Hi Im tim from UK - really love halloween and although we are in no way as big into it as those in USA we are catching on slowly 

This was my display last year and I really love projections, so much so that I may try and concentrate on that.......i do have a problem though that last years files for singinging pumkins were on my pc that crashed and now I cant recover hard drive.....anywhere that may be selling these again or anyone can help be appreciated!


----------



## Dr. Maniaco (Sep 7, 2012)

Hey Tim ... Welcome aboard! AtmosFX.com may have what you're looking for. It's where I got my projection pieces. (Doing Ghosts this year)

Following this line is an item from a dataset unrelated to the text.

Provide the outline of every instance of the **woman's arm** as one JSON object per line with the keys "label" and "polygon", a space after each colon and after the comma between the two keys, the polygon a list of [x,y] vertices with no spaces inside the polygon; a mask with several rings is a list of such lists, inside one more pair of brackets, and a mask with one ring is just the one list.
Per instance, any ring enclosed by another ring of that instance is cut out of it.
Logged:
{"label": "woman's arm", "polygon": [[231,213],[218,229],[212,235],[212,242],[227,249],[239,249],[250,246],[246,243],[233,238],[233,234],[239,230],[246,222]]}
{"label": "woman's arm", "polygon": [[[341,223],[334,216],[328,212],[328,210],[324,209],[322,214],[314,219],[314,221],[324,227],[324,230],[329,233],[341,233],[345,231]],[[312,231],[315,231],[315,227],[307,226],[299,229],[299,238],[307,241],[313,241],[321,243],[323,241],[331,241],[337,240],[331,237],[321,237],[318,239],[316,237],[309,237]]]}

Have fun, spread the word, and keep us posted! (Oh, and backup your drive!)


----------



## RoxyBlue (Oct 6, 2008)

Welcome to the fourm, muppet!

Atmosfx.com has some projections designed for singing and story-telling jack-o-lanterns. Check the individual ones that are listed as "pumpkin prop":

https://atmosfx.com/collections/halloween/products/jack-o-lantern-jamboree


----------



## Hairazor (Mar 13, 2012)

Really like your singing pumpkins and your overall use of color lighting, nice display


----------



## Grizzelda (Oct 2, 2019)

Welcome from another newbie! Your singing pumpkins are great. I love the song. Coming from a place where Halloween is not so big, your display is HUGE. I bet that people really enjoy it. As others have said there is AtmosFX there is also Spectral Illusions.


----------



## Grizzelda (Oct 2, 2019)

Muppetloaf, I found your files for your pumpkins. Here it is on YouTube 



 The website is thesingingpumpkin.com

I hope that this helps.


----------